Today, the Salvation Army is also her career home, and that little girl is Capt. Ashley Luzader — the new commanding officer at the Greensburg Salvation Army.
Luzader, 35, is joined by Lt. Cheyenne Martinez, 24, the new assistant commanding officer. The two single women succeed Majs. Earnest and Vanessa Fullwood, who left the Greensburg Corps in July to accept an assignment in Pittsburgh at the Family Caring Center, East Liberty Corps.
The women arrived in Greensburg in the first week of July — Luzader from the DuBois Worship and Service Center in Clearfield County, and Martinez from the Pittsburgh Temple Corps in Mt. Lebanon.
They arrived just in time for the Greensburg Corps’ annual summer Vacation Bible School, and their next big challenge will be the Back 2 School Bash on Aug. 17.
So far, they like what they see in Greensburg, especially the number of children involved with the services and programs at the Salvation Army.
“We’d like to see more of their parents,” Luzader said.
What first attracted Luzader to the Salvation Army was the number of children and children’s programs in her hometown of Tiffin. In the summer of 2006, she was attending a Salvation Army youth retreat when she felt God calling her into youth ministry. At the Salvation Army’s Project 117, a school for youth ministry, she felt a further calling to the ordained ministry in 2010.
She began attending the Salvation Army’s College for Officer Training in Suffern, N.Y., in 2012 and completed the program in 2014, when she was ordained and commissioned. Her first assignment was as commanding officer for the Salvation Army in Ridgway, Elk County, where she served for three years. She served at the DuBois center for two years.

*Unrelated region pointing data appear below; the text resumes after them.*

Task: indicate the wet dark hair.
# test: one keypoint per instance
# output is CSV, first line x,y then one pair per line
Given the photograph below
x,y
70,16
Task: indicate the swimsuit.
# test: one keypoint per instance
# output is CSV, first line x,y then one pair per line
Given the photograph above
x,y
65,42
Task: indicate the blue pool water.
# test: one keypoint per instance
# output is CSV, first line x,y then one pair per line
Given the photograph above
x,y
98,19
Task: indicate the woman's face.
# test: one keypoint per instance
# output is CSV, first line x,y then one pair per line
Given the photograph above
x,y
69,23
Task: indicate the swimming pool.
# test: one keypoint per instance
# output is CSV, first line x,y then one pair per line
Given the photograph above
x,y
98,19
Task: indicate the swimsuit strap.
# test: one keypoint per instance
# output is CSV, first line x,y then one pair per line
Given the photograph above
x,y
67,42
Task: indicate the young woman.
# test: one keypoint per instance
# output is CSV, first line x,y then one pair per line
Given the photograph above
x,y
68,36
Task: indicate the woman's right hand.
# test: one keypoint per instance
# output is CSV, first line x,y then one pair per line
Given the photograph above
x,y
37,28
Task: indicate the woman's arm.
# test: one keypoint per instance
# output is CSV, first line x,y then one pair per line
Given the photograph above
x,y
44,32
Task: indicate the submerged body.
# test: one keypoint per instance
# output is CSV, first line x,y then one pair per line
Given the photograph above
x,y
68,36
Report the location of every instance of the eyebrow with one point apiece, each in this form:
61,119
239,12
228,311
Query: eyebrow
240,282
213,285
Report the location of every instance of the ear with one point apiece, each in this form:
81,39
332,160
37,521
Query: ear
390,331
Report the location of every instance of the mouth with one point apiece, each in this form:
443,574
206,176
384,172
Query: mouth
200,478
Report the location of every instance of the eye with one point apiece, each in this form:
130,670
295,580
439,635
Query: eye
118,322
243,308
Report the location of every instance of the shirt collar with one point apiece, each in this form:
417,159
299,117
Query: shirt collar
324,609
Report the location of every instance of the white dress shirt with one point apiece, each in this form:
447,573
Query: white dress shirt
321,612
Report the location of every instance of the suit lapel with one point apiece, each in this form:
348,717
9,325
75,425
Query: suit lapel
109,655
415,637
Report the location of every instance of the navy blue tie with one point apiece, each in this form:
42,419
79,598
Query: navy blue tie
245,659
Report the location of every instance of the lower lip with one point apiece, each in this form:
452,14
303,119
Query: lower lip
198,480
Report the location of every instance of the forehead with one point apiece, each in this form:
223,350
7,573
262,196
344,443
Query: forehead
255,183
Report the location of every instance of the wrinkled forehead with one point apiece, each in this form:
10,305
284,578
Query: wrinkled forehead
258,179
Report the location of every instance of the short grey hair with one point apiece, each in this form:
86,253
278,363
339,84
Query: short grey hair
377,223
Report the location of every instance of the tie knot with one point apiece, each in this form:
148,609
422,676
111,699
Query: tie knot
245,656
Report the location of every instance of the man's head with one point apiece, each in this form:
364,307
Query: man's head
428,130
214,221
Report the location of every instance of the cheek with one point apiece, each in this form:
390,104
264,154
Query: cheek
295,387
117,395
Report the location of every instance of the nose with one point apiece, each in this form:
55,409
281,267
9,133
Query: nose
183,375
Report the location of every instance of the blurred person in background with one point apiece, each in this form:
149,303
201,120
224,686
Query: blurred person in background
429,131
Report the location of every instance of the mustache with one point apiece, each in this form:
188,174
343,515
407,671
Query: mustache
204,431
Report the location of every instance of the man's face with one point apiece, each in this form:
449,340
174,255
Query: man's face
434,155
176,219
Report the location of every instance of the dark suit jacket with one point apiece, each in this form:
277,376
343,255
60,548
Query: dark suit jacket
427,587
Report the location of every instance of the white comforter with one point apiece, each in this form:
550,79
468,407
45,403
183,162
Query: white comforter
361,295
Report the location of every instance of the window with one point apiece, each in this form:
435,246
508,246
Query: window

Martinez grew up in Danbury, Conn., and had her first exposure to the Salvation Army at a summer camp at age 11. “The officers were really sweet,” she said.
She attended for two summers and joined the staff for the following four summers, serving as a counselor, archery director and program assistant.
During those years, she stayed active with the Salvation Army in Danbury and its youth ministry. It was while attending a young adult retreat called Gathering 2015 that she felt called to the ministry, she said.
“I had my plan for my life, but God had his plan,” she said, noting that her erstwhile “plan” was to attend the Culinary Institute of America in New York. “For me, if God wants you to do something, he’s going to continue to confirm that for you.”
Martinez left for officer training in 2016 and was ordained and commissioned in 2018. Greensburg is her second assignment.
The women lead worship services on Sunday and are responsible for the Salvation Army’s social programs, including the Red Kettle Campaign, weekly community meals, rent and utility bill assistance and the back-to-school event.
“Our doors are open Monday to Friday,” Luzader said. “We don’t judge. We don’t discriminate. We’re here for you if you need help.”
Luzader said she has not been able to do a full assessment of the Greensburg Corps’ finances but that “we need a bit of a turnaround. We need support from the community because we, in turn, support the community.”
Luzader said she was able to improve the financial situation at both Salvation Army centers where she previously served. “You don’t spend where you don’t have it,” she said.